Cracker Barrel, for instance, has seen its steepest drop-off in traffic in the evenings. Denny’s is augmenting the drawing power of its namesake brand with three nighttime-focused virtual brands: The Burger Den, The Melt Down and Banda Burritos.  About 250 units are also expected to become the production facilities for virtual concepts, the result of a deal announced this year with ghost kitchen and virtual brand matchmaker Franklin Junction.

Similarly, IHOP recently struck a deal with Virtual Dining Concepts to feature three virtual concepts. The chain estimates that 960 of its 1,700 units now serve as ghost kitchens for other brands, none of them presumably breakfast concepts.

Being open during school hours also helps the daytime dining concepts attract parents as employees. Plus, while the segment’s seniors may offer beer or wine, many of the daytime dining specialists sport a full bar, and drink sales can run as high as 30% of store revenues.
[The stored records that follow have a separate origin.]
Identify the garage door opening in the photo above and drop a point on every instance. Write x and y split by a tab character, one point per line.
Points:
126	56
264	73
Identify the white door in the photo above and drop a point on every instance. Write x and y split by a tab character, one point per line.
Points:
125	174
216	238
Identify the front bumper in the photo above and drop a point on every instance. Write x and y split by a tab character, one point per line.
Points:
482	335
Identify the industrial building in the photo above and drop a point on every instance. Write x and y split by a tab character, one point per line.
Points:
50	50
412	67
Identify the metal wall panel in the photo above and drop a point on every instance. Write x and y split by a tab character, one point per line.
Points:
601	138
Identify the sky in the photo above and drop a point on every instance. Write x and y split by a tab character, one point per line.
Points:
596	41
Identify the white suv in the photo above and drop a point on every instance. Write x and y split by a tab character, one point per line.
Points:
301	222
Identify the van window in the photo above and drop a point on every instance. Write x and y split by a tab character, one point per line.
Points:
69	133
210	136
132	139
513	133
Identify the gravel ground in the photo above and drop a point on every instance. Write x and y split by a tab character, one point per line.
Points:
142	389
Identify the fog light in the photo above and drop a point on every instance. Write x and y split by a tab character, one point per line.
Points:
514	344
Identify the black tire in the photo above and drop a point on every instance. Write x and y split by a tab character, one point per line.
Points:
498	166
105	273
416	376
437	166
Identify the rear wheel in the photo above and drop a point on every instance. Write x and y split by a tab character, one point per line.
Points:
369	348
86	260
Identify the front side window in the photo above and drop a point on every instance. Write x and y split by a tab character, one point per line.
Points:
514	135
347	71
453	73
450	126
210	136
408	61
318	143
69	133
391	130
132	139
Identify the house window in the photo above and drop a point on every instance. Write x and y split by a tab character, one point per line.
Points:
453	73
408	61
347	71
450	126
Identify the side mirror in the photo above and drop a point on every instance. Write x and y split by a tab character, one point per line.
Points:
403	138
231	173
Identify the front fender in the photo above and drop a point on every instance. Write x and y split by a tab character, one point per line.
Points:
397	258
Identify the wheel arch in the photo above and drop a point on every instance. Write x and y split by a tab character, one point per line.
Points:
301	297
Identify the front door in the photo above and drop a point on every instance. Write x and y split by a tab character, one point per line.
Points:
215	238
While the traditional chains increase their low-priced items, daytime-dining leader First Watch is steering clear of discounts, according to CEO Chris Tomasso. Instead, he recently explained to financial analysts, the chain intends to court value-seeking customers by touting proven favorites like shrimp and grits. The dishes may even carry a premium price but still appeal to penny-pinchers because there’s no worry about throwing away money on an unsatisfactory choice.

If you can’t beat ‘em …

The emerging breakfast-and-lunch-only market is so attractive that both Cracker Barrel and Denny’s have acquired their own entrants in the field.
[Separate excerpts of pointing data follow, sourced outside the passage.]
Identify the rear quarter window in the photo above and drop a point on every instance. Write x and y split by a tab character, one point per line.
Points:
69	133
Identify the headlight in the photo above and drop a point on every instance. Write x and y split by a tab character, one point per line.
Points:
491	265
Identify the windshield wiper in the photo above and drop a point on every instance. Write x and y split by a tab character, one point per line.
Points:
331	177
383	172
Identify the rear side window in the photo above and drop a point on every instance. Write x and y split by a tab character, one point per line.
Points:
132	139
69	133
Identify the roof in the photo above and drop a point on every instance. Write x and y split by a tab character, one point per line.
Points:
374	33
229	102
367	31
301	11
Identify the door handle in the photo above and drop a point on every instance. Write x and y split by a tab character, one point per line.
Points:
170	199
Denny’s has been testing the viability of growing its upstart, Keke’s Breakfast Café, beyond its home state of Florida. Its plan is to continue developing stores in southern cities as a ramp-up to blitzing the rest of the nation. Denny’s officials say the initial ventures beyond Florida have validated the concept’s strength and portability, with Denny’s franchisees already expressing interest in developing the concept.

Cracker Barrel, in contrast, has alerted investors that it’s slowing the rollout of its daytime concept, 63-unit Street Biscuit Co., until it’s righted 660-store Cracker Barrel.

The scale of that effort should not be underestimated, Masino told Wall Street. It was drafted not as a one- or two-year fix, but “for the next 10 years and beyond,” the CEO said.

As she stressed to investors, “we simply have to invest in the future.”

And there is indeed an attractive future for the segment, according to James O’Reilly, a veteran chain leader who has worked in fast food, casual dining and now the family dining sector. He recently left his job as CEO of the Smokey Bones casual chain to become CEO of Advent Hospitality Management, parent of the family focused Huddle House and Perkins chains, both of which are well past their teen years. Huddle House was founded in 1964, and Perkins six years earlier.

“I am extremely bullish on the family market” he told Restaurant Business in explaining his career move. “The resilience of restaurant brands that have great value propositions for customers absolutely have latent opportunity. The latent potential, the undiscovered potential of our sector, was a greenlight.”